Le basculement des configurations

Le choix de méthode que nous avons fait de ne pas sortir des cadres ordinaires des sciences sociales du politique et tenir l’hypothèse de la non-extériorité à la démocratie des phénomènes de radicalisation ne doit pas empêcher de travailler les moments de basculement des configurations et ceux de l’entrée dans de nouveaux régimes d’action. C’est ce que montre Michel Offerlé en analysant la co-production au tournant du XXe siècle, par les acteurs républicains et les animateurs d’un mouvement social en gestation, d’un périmètre démocratique qui bouleverse les manières d’exprimer des revendications, qui dévalue durablement des groupes, des qualités et des manières de faire (les injures, la rixe,…) au profit de la discussion policée structurée autour de principes idéologiques. Jean-Louis Briquet observe autrement encore cette redéfinition du périmètre des possibles et des pensables démocratiques. Il restitue les contours de la radicalisation morale qui s’est opérée en Italie dans les années 1990 et a instauré un clivage entre anciens et nouveaux hommes politiques au point d’autoriser la venue d’entrepreneurs jouant de leur virginité politique (plus apparente que réelle d’ailleurs) contre une classe politique anciennement aux affaires et perdue dans des procès judiciaires pour mieux occulter le virage autoritaire des politiques qu’ils entendent promouvoir. Frédéric Zalewski, quant à lui, montre les recompositions qui s’accomplissent au cours des années 1990 lors de la transition démocratique polonaise ; il suit le processus de radicalisation de la compétition qui s’opère sous l’effet de concurrences pour la représentation politique des paysans et notamment la mobilisation des groupements conservateurs brandissant la menace d’un retour au communisme. Enfin Dominique Cardon et Fabien Grandjeon nous propose une analyse de la radicalisation de la critique publique à l’égard de la « globalisation néo-libérale » au travers du désenclavement des espaces d’expression et de contre-expertise militantes que sont le web ou les médias alternatifs.

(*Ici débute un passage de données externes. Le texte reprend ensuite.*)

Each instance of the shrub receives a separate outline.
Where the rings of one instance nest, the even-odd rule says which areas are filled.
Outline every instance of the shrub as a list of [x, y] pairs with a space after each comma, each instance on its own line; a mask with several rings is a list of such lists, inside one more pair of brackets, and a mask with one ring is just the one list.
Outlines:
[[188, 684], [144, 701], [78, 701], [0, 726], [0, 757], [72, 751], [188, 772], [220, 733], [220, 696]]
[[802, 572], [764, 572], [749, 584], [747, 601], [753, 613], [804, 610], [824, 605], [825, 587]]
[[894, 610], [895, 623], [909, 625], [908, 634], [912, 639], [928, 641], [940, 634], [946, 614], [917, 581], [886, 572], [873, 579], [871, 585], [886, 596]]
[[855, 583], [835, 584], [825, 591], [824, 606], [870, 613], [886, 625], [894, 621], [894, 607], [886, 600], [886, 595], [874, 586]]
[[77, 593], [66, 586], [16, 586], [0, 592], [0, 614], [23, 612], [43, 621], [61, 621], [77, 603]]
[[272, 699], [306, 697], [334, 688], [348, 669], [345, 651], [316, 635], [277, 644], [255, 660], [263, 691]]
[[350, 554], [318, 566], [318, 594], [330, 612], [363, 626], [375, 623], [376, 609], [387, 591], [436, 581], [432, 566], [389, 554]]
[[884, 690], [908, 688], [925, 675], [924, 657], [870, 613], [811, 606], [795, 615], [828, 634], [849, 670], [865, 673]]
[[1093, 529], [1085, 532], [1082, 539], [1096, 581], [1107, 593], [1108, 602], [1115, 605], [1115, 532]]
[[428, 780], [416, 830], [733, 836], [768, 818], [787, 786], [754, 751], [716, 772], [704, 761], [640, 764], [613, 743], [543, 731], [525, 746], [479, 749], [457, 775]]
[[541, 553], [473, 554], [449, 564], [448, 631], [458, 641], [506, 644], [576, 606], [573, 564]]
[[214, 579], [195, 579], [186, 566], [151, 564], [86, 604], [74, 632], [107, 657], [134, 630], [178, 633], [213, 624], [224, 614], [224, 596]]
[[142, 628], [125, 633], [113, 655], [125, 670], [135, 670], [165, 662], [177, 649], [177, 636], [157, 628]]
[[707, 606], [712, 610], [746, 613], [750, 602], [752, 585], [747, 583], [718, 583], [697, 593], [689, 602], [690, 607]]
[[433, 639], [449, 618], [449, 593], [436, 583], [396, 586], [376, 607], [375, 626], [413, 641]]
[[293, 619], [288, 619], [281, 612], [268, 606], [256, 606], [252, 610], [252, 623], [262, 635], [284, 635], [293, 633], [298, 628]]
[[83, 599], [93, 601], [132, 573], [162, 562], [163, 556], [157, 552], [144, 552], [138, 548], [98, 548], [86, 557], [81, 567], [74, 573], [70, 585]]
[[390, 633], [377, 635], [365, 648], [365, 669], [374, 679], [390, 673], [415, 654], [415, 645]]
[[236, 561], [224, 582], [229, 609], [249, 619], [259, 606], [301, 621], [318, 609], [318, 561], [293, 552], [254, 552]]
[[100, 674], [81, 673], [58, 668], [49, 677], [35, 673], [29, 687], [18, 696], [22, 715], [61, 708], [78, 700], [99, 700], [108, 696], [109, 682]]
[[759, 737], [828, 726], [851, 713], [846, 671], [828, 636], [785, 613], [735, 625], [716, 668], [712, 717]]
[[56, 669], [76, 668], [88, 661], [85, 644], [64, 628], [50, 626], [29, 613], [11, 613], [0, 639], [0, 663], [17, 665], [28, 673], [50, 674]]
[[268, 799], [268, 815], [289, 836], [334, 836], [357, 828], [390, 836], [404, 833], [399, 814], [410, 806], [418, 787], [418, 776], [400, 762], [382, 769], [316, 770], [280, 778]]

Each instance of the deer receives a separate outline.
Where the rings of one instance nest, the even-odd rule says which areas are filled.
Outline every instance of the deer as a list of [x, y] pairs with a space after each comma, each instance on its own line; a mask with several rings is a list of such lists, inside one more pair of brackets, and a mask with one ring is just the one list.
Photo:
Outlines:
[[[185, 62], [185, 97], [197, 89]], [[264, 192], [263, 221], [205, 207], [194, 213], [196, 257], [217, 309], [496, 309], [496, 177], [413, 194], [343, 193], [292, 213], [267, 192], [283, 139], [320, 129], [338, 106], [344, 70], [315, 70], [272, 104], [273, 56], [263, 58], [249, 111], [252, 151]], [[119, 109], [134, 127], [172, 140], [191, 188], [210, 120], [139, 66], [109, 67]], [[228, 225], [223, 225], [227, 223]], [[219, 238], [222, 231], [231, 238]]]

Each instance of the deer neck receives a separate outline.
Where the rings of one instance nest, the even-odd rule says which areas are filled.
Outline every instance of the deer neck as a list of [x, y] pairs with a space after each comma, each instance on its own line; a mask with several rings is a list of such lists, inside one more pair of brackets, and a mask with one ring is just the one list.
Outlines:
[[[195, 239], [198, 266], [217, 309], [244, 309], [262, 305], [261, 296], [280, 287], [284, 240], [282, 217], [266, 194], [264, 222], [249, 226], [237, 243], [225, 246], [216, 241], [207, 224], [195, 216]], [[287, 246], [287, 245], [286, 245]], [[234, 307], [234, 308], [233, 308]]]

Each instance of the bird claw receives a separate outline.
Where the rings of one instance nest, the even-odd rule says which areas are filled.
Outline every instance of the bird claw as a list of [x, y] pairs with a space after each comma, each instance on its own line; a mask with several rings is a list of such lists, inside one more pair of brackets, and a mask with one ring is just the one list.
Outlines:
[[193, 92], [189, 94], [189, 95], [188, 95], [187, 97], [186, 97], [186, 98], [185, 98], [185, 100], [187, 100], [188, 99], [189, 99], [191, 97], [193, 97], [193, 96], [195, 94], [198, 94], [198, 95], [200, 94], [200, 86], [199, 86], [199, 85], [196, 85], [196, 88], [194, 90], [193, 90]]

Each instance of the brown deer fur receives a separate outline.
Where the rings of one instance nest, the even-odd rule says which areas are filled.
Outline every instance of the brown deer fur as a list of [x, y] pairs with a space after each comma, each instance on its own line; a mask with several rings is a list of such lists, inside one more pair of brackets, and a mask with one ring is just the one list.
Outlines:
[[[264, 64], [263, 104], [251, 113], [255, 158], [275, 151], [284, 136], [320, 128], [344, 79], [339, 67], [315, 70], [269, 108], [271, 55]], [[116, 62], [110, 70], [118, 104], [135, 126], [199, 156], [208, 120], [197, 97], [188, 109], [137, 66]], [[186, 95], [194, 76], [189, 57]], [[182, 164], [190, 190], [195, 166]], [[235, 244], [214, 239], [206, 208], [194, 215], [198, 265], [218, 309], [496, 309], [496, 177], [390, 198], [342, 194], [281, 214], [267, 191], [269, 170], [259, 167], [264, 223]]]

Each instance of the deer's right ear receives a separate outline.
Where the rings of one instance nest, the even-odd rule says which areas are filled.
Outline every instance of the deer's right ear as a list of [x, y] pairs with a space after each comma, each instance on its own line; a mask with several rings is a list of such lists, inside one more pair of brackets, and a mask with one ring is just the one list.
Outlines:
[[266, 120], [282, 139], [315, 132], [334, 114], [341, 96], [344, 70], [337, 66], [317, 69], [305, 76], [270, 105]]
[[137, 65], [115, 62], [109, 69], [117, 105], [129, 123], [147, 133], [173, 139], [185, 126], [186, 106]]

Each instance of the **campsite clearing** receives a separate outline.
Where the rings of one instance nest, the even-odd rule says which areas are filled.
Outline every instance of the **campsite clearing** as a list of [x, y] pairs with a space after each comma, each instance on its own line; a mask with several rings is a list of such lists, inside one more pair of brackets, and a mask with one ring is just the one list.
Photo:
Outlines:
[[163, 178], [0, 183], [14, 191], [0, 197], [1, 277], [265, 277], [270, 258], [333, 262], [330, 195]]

Au bout du compte, le processus de radicalisation politique en ressort beaucoup plus complexe et paradoxal, plus familier et plus incertain que ce qu’il est généralement avancé dans les explications dominant les commentaires politiques. Dans l’affaire, la question des causes des dynamiques, recherchées dans ce qui les précèdent, a été bousculée et déplacée, sous l’effet de la prise en compte des phénomènes de reconstruction ex post des origines et des fondateurs ; l’hypothèse de l’extériorité de la menace radicale a été battue en brèche par celle de la structuration du processus dans le fonctionnement ordinaire du jeu politique ; la vision des ruptures radicales a été amendée par une attention nouvelles au déploiement du présent et aux petits désajustements des routines sociales et politiques ; le poids des idéologies et des convictions a été déplacé des phases initiales du processus où il est peu efficace aux phases de « continuation » des engagements et d’interprétation de ce qui s’est déjà produit ; où il structure davantage les activités, les identités et les manières de penser les problèmes et les solutions. C’est d’une certaine façon une banalisation des schèmes explicatifs des sciences sociales du politique qui est requise dans la restitution de ces phénomènes extraordinaires que sont les dynamiques de radicalisation. Et c’est là sans doute une des tâches des sciences sociales que donner à voir et à comprendre sous un autre jour les problèmes que connaissent les sociétés contemporaines.